Given the historical ignorance and immaturity of many students today, who demand psychological counseling when they hear public speakers advocating thoughts contrary to their own and who, like gnostics, even propose that sexes can change by a simple declaration, they will not appreciate the difference the Resurrection made in civilization. The political culture of our day is distressed by candidates who were not taken seriously as they cavorted on the campuses in the 1960s. It is a chilling thought that the spoiled youth on campuses today, rather like what Shakespeare’s Brabantio called “The wealthy curled darlings of our nation,” may be our nation’s leaders not long from now.
Examine Roman culture before the Resurrection. The noblest characters of the Republic have molded some of the best of our own culture. And yet the pervasive tone of those days was melancholy, fear and superstition. In the funerary ceremonies, actors portrayed the darkness of the Underworld, and those who could indulge the luxury of philosophy, tended to identify wisdom as wistful longing.
It is a cliché to compare one’s own generation with the decline of the Roman Empire, but clichés become clichés usually by the substance of their accuracy. Even the Augustan Age came at the expense of the simple virtues of the remnant Republic. Its religion had no moral component. The noncupatio was a request made of some god, with the promise to give something in return, or a solutio.
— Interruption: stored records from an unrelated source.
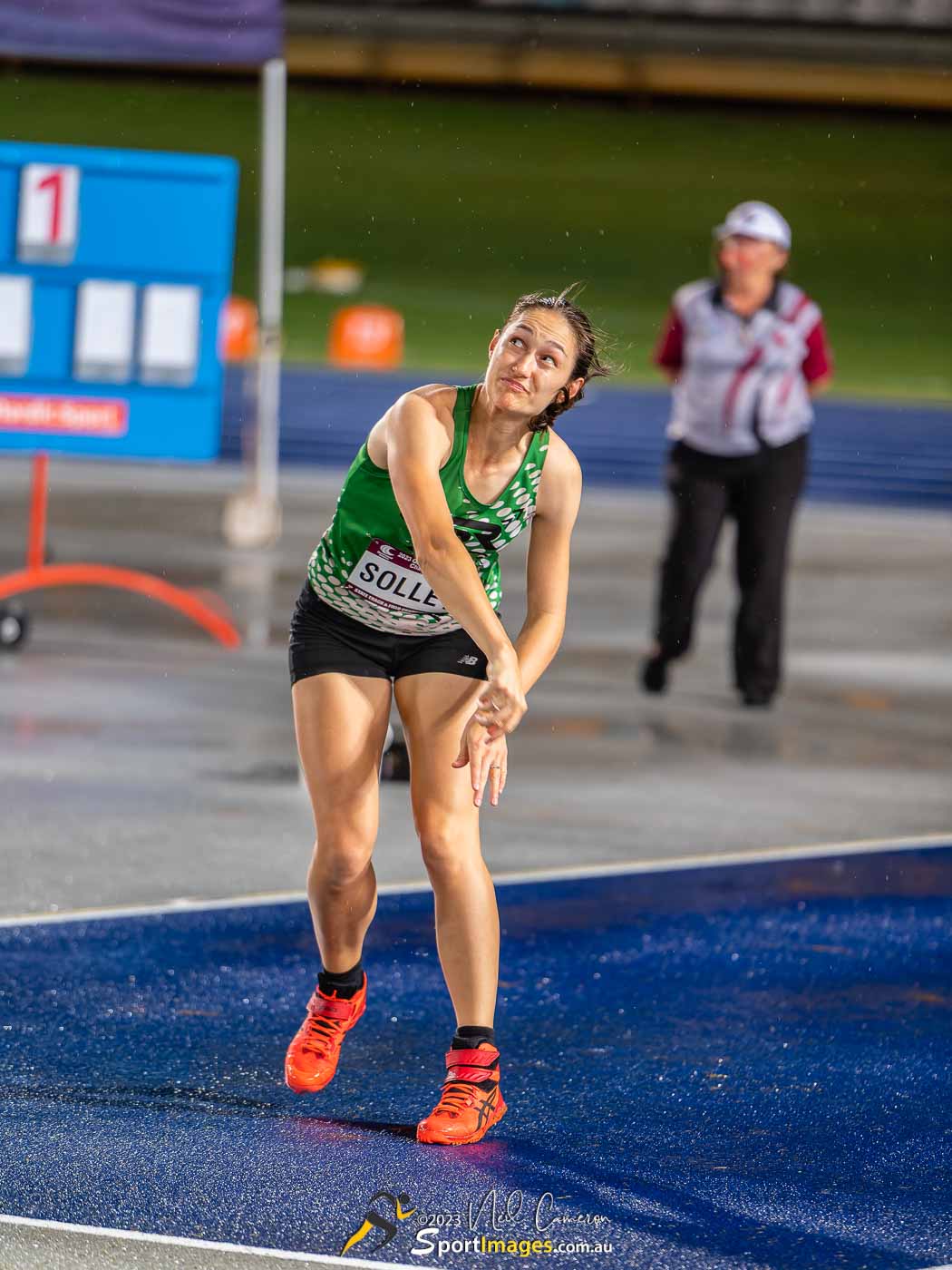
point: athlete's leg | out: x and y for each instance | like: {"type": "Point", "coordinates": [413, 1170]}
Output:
{"type": "Point", "coordinates": [342, 723]}
{"type": "Point", "coordinates": [698, 508]}
{"type": "Point", "coordinates": [434, 708]}
{"type": "Point", "coordinates": [765, 504]}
The pious deal made no moral demand on the client.
Power was the practical god, and anyone who could secure it was justified by the securing. The Triumvirate of Octavian, Mark Antony and Lepidus was achieved by each betraying his closest relatives and friends. All was accomplished through the manipulation of a complex legal system of tribunes, praetors, quaestors, consuls, and aediles. It seemed neat on the exterior, if raucous.
Then appeared people declaring that a man named Jesus had risen from the dead in a backwater of the Empire. Not all of them were slaves and downtrodden: there were some relatives of the Flavian emperors and rich families like the Acilii Glabriones. The politicians accused them of contemptissima inertia, by which “contemptible laziness” they meant modesty, contempt for celebrity and public honors, reverence for life, disdain for cruelty, and exaltation of the family and the indissolubility of marriage.
The Resurrection of Jesus was not a myth invented to bolster this radical shift. It was the efficient cause of the change in the Empire and the world.